Apenas dois anos depois, Bolsonaro foi eleito presidente do país com 57 milhões de votos, uma diferença de aproximadamente 10 milhões de votos para o segundo colocado, o ex-prefeito de São Paulo Fernando Haddad, do PT.

Para Rosana, agora que o “fenômeno da internet” se materializou, mais do que enfrentar a possível eleição de Jair Bolsonaro, o desafio passa também por reagir a um fenômeno semelhante ao fascismo, que ela chama de “bolsonarismo” — um pensamento conservador e autoritário que preserva algumas características típicas da história política do Brasil.

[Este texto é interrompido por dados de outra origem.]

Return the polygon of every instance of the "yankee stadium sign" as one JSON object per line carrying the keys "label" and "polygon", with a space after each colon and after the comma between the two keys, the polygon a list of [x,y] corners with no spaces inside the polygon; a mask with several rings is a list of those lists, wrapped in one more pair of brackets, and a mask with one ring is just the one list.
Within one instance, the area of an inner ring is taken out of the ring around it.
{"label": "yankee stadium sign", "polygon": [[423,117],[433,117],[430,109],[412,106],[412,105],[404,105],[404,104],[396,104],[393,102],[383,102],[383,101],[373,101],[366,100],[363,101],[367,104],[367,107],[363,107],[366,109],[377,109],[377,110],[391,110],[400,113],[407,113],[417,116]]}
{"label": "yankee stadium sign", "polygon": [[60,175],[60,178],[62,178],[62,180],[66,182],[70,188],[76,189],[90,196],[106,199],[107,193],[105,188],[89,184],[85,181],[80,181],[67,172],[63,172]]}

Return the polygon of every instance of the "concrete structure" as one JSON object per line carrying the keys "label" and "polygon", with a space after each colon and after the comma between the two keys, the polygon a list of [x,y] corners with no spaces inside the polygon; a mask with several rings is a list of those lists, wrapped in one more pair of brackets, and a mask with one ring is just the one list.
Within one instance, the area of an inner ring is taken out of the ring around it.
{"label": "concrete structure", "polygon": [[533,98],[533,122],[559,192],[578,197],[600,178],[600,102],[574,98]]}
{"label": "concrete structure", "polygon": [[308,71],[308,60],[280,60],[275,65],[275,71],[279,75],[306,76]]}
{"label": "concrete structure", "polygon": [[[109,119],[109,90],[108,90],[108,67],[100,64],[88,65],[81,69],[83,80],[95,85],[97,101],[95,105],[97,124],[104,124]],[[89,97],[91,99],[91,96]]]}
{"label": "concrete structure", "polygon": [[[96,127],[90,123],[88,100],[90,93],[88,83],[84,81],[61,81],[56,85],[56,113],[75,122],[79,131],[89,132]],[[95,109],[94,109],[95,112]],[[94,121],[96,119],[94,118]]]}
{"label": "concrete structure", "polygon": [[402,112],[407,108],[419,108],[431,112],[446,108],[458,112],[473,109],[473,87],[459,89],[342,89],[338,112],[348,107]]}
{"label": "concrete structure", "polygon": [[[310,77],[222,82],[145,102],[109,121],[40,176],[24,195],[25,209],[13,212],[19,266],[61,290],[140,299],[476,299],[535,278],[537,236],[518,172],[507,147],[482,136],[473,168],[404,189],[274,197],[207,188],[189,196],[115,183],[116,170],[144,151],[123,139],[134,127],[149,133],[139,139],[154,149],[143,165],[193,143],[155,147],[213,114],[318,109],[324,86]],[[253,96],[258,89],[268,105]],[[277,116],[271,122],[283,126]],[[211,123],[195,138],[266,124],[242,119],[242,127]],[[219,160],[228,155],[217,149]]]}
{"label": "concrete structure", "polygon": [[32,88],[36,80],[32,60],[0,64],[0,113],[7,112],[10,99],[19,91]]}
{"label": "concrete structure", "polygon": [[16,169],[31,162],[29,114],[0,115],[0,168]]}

Desde 2009, ela e a socióloga gaúcha Lucia Scalco, da Universidade Federal do Rio Grande do Sul (UFRGS) pesquisam a relação entre política e periferia com campo no subúrbio de Porto Alegre. Há dois anos, prevendo o fenômeno do “bolsonarismo”, elas direcionaram os estudos para a compreensão das pessoas sobre o ex-capitão do Exército como a solução para os problemas do Brasil.

Em uma conversa com a Calle2, ela tenta esboçar uma explicação para o contexto atual, critica a atuação das esquerdas após o impeachment de Dilma Rousseff (PT) e analisa qual país foi às urnas.

Daqui algumas décadas, quando você precisar explicar o fenômeno Bolsonaro, quais fatores deverão obrigatoriamente ser usados?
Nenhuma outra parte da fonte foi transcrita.